Exactly. If you look at the comic and the movie together they haven't actually done anything that is impossible in the Trek universe. A lot of stuff that is implausible perhaps, especially when it comes to character motivations, but nothing that actually goes against the universe.
That doesn't say much, given that pretty much everything is possible in the Trek universe. The only law it follows in the one of plot convenience.
ST has enough technobabble already. Did they REALLY need to introduce new stuff? Like that red matter and black hole time-travel?
They were tracking the launches and projectiles prior to the warp and had precise data for where to shoot on arrival. The fleet, on the other hand, went in blind and was engaged at extremely short range, as was the Kelvin. Boxer versus a puncher. The Federation ship will only have an advantage as long as it stays away. (Which given the more recent vintage of the Narada was probably impossible.)

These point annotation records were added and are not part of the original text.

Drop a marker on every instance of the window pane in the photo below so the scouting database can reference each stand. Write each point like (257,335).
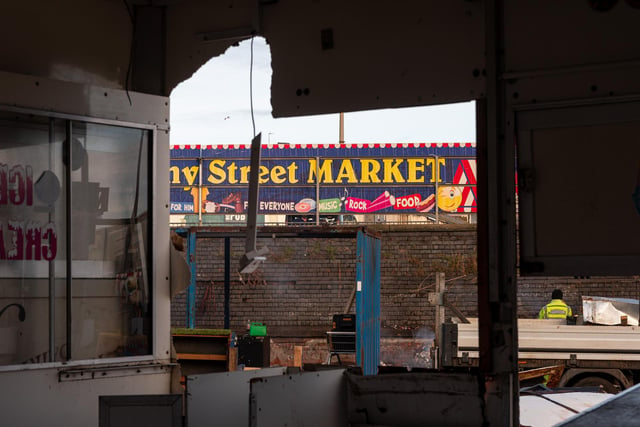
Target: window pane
(32,224)
(110,193)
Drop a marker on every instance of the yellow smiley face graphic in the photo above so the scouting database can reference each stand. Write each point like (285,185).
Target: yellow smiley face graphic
(449,198)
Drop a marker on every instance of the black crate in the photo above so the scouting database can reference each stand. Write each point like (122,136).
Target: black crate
(344,323)
(341,342)
(254,351)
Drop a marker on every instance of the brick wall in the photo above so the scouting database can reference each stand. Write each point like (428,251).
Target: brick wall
(306,280)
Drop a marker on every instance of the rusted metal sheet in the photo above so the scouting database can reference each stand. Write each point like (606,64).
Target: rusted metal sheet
(415,399)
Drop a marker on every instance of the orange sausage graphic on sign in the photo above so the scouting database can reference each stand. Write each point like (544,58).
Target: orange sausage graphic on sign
(305,205)
(449,198)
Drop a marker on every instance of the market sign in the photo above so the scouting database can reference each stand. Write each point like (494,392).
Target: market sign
(380,178)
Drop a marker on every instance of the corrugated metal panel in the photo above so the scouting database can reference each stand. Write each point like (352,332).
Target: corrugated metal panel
(368,303)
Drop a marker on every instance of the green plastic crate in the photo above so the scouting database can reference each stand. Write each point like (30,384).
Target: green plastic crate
(257,329)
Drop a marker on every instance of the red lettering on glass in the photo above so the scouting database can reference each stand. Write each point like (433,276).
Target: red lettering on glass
(18,241)
(32,244)
(4,171)
(16,185)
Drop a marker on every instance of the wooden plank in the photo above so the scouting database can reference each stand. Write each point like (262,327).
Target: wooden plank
(196,356)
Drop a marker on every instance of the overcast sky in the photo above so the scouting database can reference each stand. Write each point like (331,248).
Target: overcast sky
(213,107)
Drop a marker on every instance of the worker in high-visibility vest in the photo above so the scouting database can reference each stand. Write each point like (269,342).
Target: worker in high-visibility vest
(556,308)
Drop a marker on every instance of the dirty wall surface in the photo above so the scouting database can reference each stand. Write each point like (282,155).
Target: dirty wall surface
(306,280)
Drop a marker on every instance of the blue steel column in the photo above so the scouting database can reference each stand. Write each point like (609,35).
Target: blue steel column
(227,279)
(191,290)
(368,303)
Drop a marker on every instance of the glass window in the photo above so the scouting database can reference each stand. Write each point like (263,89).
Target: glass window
(90,298)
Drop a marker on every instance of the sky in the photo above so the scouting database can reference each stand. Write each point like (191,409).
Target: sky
(213,107)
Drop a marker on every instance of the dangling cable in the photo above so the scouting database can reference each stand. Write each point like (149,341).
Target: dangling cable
(253,122)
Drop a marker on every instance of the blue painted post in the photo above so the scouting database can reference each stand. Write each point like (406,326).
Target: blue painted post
(191,290)
(368,303)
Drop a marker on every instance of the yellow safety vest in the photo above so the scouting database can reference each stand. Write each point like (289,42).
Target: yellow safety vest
(556,309)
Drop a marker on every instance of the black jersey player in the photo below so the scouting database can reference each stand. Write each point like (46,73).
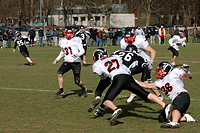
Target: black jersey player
(21,43)
(83,34)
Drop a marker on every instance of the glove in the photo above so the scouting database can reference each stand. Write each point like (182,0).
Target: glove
(55,62)
(75,56)
(186,67)
(150,64)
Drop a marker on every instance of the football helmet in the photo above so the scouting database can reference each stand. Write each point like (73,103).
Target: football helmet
(99,53)
(69,33)
(182,35)
(131,48)
(129,36)
(163,69)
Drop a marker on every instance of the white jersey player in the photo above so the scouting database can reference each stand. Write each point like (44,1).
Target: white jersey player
(71,48)
(112,68)
(175,42)
(170,82)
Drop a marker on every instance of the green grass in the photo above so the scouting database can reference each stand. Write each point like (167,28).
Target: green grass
(28,105)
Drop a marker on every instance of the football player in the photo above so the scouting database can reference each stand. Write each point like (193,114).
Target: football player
(83,34)
(113,68)
(143,48)
(21,43)
(71,48)
(170,82)
(175,42)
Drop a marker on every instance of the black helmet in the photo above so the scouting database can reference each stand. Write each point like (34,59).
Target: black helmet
(131,48)
(163,69)
(99,53)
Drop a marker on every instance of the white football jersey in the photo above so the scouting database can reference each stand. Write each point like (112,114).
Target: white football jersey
(171,85)
(110,67)
(70,48)
(176,41)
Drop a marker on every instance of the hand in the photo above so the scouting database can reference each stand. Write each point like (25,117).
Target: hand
(186,67)
(150,64)
(75,56)
(55,62)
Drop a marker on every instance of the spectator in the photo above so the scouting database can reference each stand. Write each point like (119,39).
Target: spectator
(114,37)
(48,37)
(31,34)
(156,39)
(139,31)
(60,34)
(177,31)
(110,37)
(152,35)
(41,35)
(186,34)
(93,36)
(162,35)
(198,35)
(9,34)
(98,37)
(5,38)
(172,32)
(194,35)
(55,36)
(104,38)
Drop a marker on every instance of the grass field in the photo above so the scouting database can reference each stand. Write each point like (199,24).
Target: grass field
(27,103)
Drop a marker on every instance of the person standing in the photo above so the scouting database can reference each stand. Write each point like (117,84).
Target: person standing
(71,49)
(9,34)
(172,32)
(104,38)
(152,35)
(119,36)
(93,36)
(41,35)
(110,37)
(61,34)
(98,37)
(162,34)
(5,38)
(31,34)
(156,35)
(21,43)
(48,37)
(83,35)
(55,37)
(194,35)
(186,34)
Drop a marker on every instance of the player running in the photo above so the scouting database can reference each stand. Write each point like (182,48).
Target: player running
(72,49)
(21,43)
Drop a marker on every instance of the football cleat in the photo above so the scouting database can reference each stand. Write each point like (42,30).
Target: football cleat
(189,118)
(94,104)
(115,114)
(98,112)
(84,92)
(59,93)
(130,99)
(170,125)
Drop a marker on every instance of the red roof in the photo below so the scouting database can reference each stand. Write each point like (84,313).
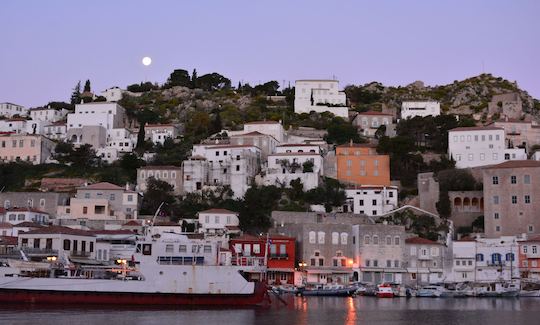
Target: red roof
(374,113)
(476,128)
(516,164)
(132,223)
(263,122)
(422,241)
(102,186)
(218,211)
(8,240)
(59,230)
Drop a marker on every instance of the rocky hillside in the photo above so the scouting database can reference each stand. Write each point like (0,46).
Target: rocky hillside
(466,97)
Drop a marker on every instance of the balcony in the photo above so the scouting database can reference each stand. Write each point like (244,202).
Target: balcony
(279,256)
(39,251)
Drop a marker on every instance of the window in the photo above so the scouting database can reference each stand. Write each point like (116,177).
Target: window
(367,240)
(320,236)
(312,237)
(344,237)
(335,238)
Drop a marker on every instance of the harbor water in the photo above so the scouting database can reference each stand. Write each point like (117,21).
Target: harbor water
(299,310)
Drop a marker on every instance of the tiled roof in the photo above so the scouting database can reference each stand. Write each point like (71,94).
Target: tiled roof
(422,241)
(101,186)
(28,224)
(218,211)
(160,167)
(516,164)
(59,230)
(374,113)
(476,128)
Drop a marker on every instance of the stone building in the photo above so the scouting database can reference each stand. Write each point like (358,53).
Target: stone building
(511,196)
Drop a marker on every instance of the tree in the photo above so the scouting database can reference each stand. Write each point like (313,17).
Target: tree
(213,81)
(87,87)
(340,132)
(158,191)
(194,79)
(178,77)
(76,94)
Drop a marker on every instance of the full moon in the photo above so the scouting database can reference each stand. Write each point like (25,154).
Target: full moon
(147,60)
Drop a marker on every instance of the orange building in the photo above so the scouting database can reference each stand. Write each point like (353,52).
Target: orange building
(361,164)
(529,258)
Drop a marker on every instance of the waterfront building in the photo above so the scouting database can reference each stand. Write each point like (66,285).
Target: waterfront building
(511,196)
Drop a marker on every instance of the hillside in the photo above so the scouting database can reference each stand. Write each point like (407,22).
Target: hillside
(465,97)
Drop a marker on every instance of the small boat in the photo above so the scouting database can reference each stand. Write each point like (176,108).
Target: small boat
(331,290)
(498,289)
(385,291)
(431,292)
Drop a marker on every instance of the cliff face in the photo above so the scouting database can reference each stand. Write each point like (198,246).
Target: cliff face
(483,96)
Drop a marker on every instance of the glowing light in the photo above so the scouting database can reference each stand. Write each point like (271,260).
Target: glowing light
(147,60)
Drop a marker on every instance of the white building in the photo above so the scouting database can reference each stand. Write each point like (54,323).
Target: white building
(104,114)
(480,146)
(221,165)
(158,133)
(320,96)
(47,114)
(372,200)
(420,108)
(170,174)
(10,109)
(295,161)
(17,215)
(56,130)
(486,259)
(218,221)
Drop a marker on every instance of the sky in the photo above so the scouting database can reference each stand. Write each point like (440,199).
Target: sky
(47,46)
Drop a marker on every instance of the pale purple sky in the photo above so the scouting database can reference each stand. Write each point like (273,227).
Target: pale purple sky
(47,46)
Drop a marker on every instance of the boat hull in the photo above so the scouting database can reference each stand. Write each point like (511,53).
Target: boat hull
(27,296)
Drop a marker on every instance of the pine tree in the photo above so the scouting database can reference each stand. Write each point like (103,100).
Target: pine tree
(87,86)
(194,79)
(76,94)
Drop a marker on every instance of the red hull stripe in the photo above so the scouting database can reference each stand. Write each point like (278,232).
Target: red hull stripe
(123,298)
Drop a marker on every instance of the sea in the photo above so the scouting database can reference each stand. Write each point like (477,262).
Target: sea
(297,310)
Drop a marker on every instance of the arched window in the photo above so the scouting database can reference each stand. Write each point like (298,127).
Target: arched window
(312,237)
(344,237)
(496,258)
(335,238)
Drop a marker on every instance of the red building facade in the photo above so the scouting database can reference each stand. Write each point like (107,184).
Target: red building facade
(279,257)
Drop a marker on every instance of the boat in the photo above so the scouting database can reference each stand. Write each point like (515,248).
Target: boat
(158,274)
(431,291)
(385,291)
(498,289)
(328,290)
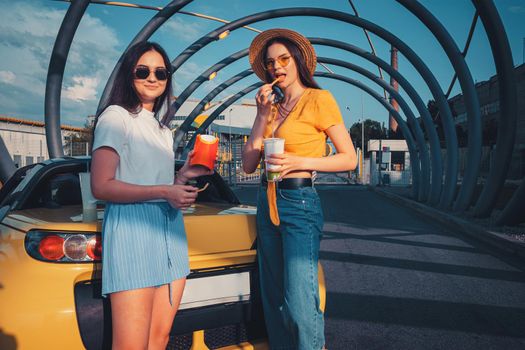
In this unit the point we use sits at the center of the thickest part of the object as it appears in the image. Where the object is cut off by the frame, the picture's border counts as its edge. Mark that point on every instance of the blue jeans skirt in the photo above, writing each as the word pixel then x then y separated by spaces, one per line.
pixel 288 255
pixel 143 245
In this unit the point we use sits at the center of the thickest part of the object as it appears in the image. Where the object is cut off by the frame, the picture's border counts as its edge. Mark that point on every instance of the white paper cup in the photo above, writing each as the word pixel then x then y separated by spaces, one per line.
pixel 273 146
pixel 89 203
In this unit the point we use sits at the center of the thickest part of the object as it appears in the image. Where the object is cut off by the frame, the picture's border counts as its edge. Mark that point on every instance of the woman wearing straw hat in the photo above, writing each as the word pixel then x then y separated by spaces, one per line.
pixel 289 215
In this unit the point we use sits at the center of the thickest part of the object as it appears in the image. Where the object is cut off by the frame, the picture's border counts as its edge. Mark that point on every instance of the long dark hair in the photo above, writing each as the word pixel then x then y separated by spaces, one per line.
pixel 122 92
pixel 304 74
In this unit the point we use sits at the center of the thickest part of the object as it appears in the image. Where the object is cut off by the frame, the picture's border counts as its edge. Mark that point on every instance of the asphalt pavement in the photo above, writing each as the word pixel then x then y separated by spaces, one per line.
pixel 398 280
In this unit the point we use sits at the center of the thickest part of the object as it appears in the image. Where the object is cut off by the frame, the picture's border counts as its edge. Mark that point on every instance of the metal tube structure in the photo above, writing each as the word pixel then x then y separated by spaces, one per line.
pixel 179 133
pixel 422 158
pixel 55 75
pixel 508 102
pixel 448 125
pixel 435 148
pixel 404 128
pixel 7 166
pixel 227 104
pixel 512 214
pixel 466 191
pixel 412 120
pixel 208 98
pixel 402 124
pixel 434 142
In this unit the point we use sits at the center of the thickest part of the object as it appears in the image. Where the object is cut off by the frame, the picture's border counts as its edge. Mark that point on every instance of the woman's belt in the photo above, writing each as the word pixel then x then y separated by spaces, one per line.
pixel 290 183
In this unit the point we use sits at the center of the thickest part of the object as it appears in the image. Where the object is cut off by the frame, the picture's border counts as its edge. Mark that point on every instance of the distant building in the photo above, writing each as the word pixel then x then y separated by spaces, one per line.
pixel 26 139
pixel 388 163
pixel 488 95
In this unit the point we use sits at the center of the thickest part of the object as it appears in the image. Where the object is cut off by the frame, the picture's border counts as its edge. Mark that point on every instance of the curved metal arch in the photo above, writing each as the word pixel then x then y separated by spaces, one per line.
pixel 435 147
pixel 185 127
pixel 227 104
pixel 449 189
pixel 508 111
pixel 404 128
pixel 409 139
pixel 368 74
pixel 512 214
pixel 208 98
pixel 55 75
pixel 422 157
pixel 205 76
pixel 58 59
pixel 429 127
pixel 466 191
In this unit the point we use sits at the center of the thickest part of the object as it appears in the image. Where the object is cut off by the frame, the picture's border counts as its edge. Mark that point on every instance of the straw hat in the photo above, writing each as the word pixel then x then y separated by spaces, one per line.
pixel 258 44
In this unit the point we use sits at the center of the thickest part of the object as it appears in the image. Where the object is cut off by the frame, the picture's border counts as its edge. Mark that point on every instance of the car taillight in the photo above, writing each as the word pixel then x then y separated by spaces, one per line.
pixel 75 247
pixel 64 247
pixel 52 247
pixel 94 248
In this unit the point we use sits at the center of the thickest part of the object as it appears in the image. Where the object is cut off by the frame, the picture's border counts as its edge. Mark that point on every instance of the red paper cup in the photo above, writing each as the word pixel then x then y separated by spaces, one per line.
pixel 205 151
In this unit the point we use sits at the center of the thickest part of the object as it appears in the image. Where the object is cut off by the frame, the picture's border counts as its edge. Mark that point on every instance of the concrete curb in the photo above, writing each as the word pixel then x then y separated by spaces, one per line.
pixel 497 240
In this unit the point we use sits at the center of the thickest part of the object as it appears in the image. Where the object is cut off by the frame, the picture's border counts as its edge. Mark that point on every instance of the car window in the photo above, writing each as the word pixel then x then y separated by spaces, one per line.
pixel 60 186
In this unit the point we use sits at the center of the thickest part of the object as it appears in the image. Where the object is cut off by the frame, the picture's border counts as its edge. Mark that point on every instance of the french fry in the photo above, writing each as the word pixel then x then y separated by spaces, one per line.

That explanation doesn't hold water, sorry.
What's preventing other frederation ships from tracking the missiles from warp? How do you know the Enterprise tracked them prior to warp?
Also, they are missiles - they change their flight path, they don't travel in a straight line. So long-term prediction is pretty much useless here.
And finally, we have computers and radars powerful enough to lock on, track and direct fire on missiles within a second right now.
Federation ships shouldn't have trouble shooting down missiles the second they arrive.
EDIT: Come to think of it the whole "Spock should have been in shock about the Romulans" thing is a red herring as well. People aboard the Kelvin saw what Romulans looked like before then and I have to believe the shuttles would have saved some kind of "black box" of the transmissions recieved prior to abandon ship being ordered. They did know what Romulans looked like assuming they could identify the Narada from the same information as a Romulan craft. (Which apparently they could.)